惣角は幕末安政6年の生まれ、合気道のルーツである大東流合気柔術の達人で、「伝説の武道家」なんて書いたが、惣角は昭和まで存命していたからその武勇伝などはいろいろと伝えられているし写真だってけっこう残っている。だから不確かな存在なんかではない。
とはいえやはり「それ本当か?」って思うような話もあり、その中に、惣角は濡らした手ぬぐい一本で相手の骨を折った、みたいな話がある。ネット上でも見かける。
それを読んで昔、戯れに濡らした手ぬぐいを振り回してみたことがあるのだが、「さすがにこれは無理だろ」という感想に終わった。
しかし今夏猛暑の折りにクーラーが故障して、対策に手ぬぐいを濡らして首から掛けたりするようになり、ふと思いついて半分に折った濡れ手ぬぐいで反対側の腕を打ってみたころ、これがかなり強い衝撃になった。
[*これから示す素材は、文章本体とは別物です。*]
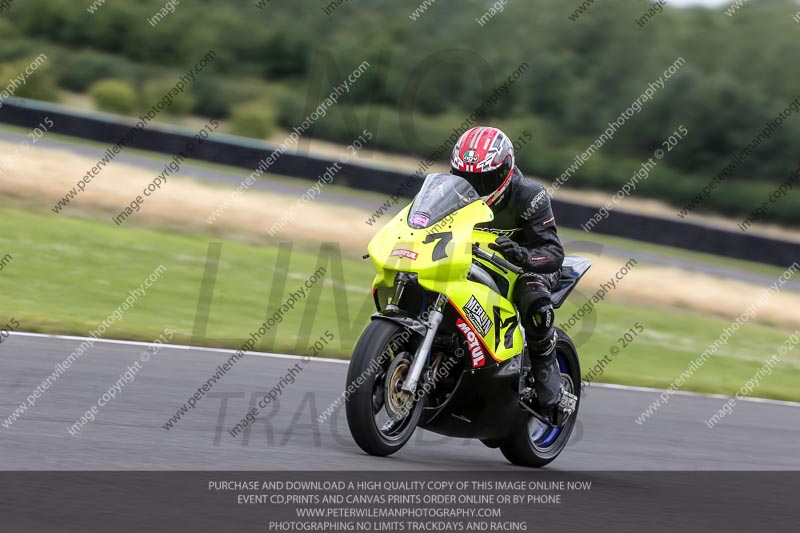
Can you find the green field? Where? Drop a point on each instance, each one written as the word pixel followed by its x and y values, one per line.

痛い。
濡れ手ぬぐいを長いまま振るのではなく、二つ折りにして振ってみるとこれが大違いなのだった。
いや素人でこれなら、達人は本当に濡れ手ぬぐいで骨をも砕いたかもしれない。
何でも試してみるもんだ。
たぶん惣角も二つ折りにした手ぬぐいを使ったんじゃないかな。